At the heart of this recalibration of both parties is immigration; the country is demanding common sense immigration reform that entails both genuine policy discussions and compromise. One can be sure there will be finger pointing from party leaders as the fiscal cliff negotiations evinced. Latinos, however, have a sharp warning to both parties: Do not play politics with immigration.
Republicans will suffer the sharpest backlash if they allow their antiquated talking points, like “secure the border first”, which is only marginally more tolerable than “self deportation,” to dominate the discussion. Republicans remain concerned that President Obama will receive the credit for any immigration reform; but the party should be more concerned of the high cost of not acting at all.

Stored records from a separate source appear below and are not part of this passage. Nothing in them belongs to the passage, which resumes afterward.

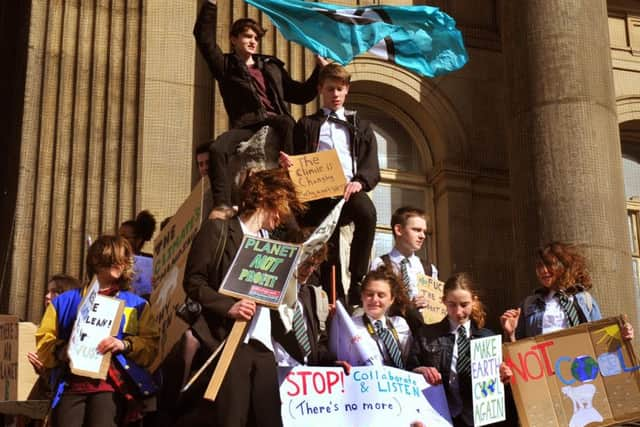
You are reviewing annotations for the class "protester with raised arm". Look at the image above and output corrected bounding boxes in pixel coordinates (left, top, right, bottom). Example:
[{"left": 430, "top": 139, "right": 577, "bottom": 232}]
[{"left": 193, "top": 0, "right": 326, "bottom": 208}]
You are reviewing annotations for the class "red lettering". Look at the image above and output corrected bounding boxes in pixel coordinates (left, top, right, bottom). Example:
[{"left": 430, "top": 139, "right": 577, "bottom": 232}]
[
  {"left": 327, "top": 371, "right": 340, "bottom": 393},
  {"left": 505, "top": 353, "right": 529, "bottom": 382},
  {"left": 313, "top": 372, "right": 327, "bottom": 394},
  {"left": 298, "top": 371, "right": 311, "bottom": 396},
  {"left": 284, "top": 372, "right": 300, "bottom": 396},
  {"left": 531, "top": 341, "right": 555, "bottom": 376},
  {"left": 524, "top": 350, "right": 544, "bottom": 380}
]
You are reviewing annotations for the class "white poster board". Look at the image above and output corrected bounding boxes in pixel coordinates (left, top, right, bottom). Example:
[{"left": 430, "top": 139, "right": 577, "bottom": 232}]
[
  {"left": 279, "top": 366, "right": 451, "bottom": 427},
  {"left": 470, "top": 335, "right": 506, "bottom": 426},
  {"left": 67, "top": 279, "right": 124, "bottom": 379}
]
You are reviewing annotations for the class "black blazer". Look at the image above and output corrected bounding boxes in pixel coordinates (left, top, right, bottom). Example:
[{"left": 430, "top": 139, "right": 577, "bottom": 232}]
[
  {"left": 183, "top": 217, "right": 243, "bottom": 347},
  {"left": 407, "top": 317, "right": 495, "bottom": 426},
  {"left": 293, "top": 110, "right": 380, "bottom": 191},
  {"left": 271, "top": 285, "right": 336, "bottom": 366},
  {"left": 193, "top": 2, "right": 320, "bottom": 128}
]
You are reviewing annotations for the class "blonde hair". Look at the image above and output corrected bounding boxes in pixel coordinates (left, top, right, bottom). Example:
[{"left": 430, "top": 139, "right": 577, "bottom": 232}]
[
  {"left": 87, "top": 235, "right": 134, "bottom": 290},
  {"left": 442, "top": 273, "right": 487, "bottom": 328}
]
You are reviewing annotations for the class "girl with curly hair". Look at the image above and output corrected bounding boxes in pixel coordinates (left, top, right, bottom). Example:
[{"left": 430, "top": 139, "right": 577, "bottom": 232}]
[
  {"left": 500, "top": 242, "right": 633, "bottom": 341},
  {"left": 352, "top": 264, "right": 412, "bottom": 369},
  {"left": 177, "top": 169, "right": 303, "bottom": 427},
  {"left": 408, "top": 273, "right": 511, "bottom": 427},
  {"left": 36, "top": 236, "right": 159, "bottom": 427}
]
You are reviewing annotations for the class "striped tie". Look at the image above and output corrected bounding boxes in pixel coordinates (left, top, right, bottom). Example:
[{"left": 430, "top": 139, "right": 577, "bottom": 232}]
[
  {"left": 293, "top": 301, "right": 311, "bottom": 357},
  {"left": 554, "top": 292, "right": 580, "bottom": 328},
  {"left": 456, "top": 325, "right": 471, "bottom": 375},
  {"left": 375, "top": 320, "right": 404, "bottom": 369},
  {"left": 400, "top": 257, "right": 411, "bottom": 295}
]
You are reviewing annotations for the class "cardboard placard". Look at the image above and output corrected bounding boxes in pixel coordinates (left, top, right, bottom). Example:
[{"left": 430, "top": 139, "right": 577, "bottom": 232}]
[
  {"left": 502, "top": 317, "right": 640, "bottom": 427},
  {"left": 67, "top": 279, "right": 124, "bottom": 379},
  {"left": 469, "top": 335, "right": 506, "bottom": 427},
  {"left": 289, "top": 149, "right": 347, "bottom": 202},
  {"left": 418, "top": 274, "right": 447, "bottom": 325},
  {"left": 150, "top": 177, "right": 210, "bottom": 372},
  {"left": 218, "top": 236, "right": 300, "bottom": 308},
  {"left": 131, "top": 255, "right": 153, "bottom": 296},
  {"left": 0, "top": 315, "right": 18, "bottom": 400},
  {"left": 279, "top": 366, "right": 451, "bottom": 427}
]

Scores of reports have outlined the decrease of illegal crossings and crime at historic lows across border states. Republicans can still win if they begin with a practical and humane immigration proposal; or at this point just level the playing field. An era of anti-immigrant, anti-Latino rhetoric and figures like Arizona Governor Jan Brewer, Maricopa County Sheriff Joe Arpaio and Kansas Secretary of State Kris Kobach is coming to an end.
Across the aisle, Democrats have greatly benefited politically from the extreme wing of Republican Party: with far-right Republicans like Mitt Romney, Rep. Steve King (R-Iowa), Rep. Lamar Smith (R-Texas), Sen. David Vitter (R-La.), amongst others, the anti-immigrant rhetoric made it easy for Democrats to devise crafty campaign messaging. At this same time, Republican leadership bowed to the Tea Party nearly every time in the primaries. This cost them Senate and House seats in key states.
But the campaign season is over. Democrats must not turn the public immigration debate we will soon have into a political weapon. Immigration was and continues to be a powerful issue that many Americans, especially Latino and Asian communities, consider important and personal. They are demanding the same intensity from President Obama as he makes the case across the country as he did with the fiscal cliff and health care.
While it is a positive sign that Republican leadership is once again ready to take the drivers seat, the country should remain skeptical. Republicans like Sen. Marco Rubio (R-Fla.) and others in the GOP are approaching the issue with mixed intentions. Politics is everywhere and fair game, but 2016 Republican ambitions must be secondary to modernizing the nation’s immigration system that meets a 21st century economy.
There is historic momentum for a comprehensive immigration package. Republicans should not hijack the issue by prematurely presenting piecemeal legislation and focusing on enforcement. At the same time, Democrats must ensure that their time and energy is managed to allowed fluid reform, even if it comes piecemeal. Reforming the visa system to expedite current applications of those waiting in line, the DREAM Act, a practical temporary worker program, and providing an opportunity for the undocumented population to earn path to citizenship should be a starting point.
Ultimately, what will win a very informed Latino electorate will be pro-immigrant reforms like the DREAM Act. The Latino electorate flexed their muscle last election because they wanted to see common sense immigration reform and the DREAM Act seriously debated, introduced, and passed; anything less will have to be accounted for at the 2014 midterm and 2016 general election.
Vargas is executive director of the Dream Action Coalition.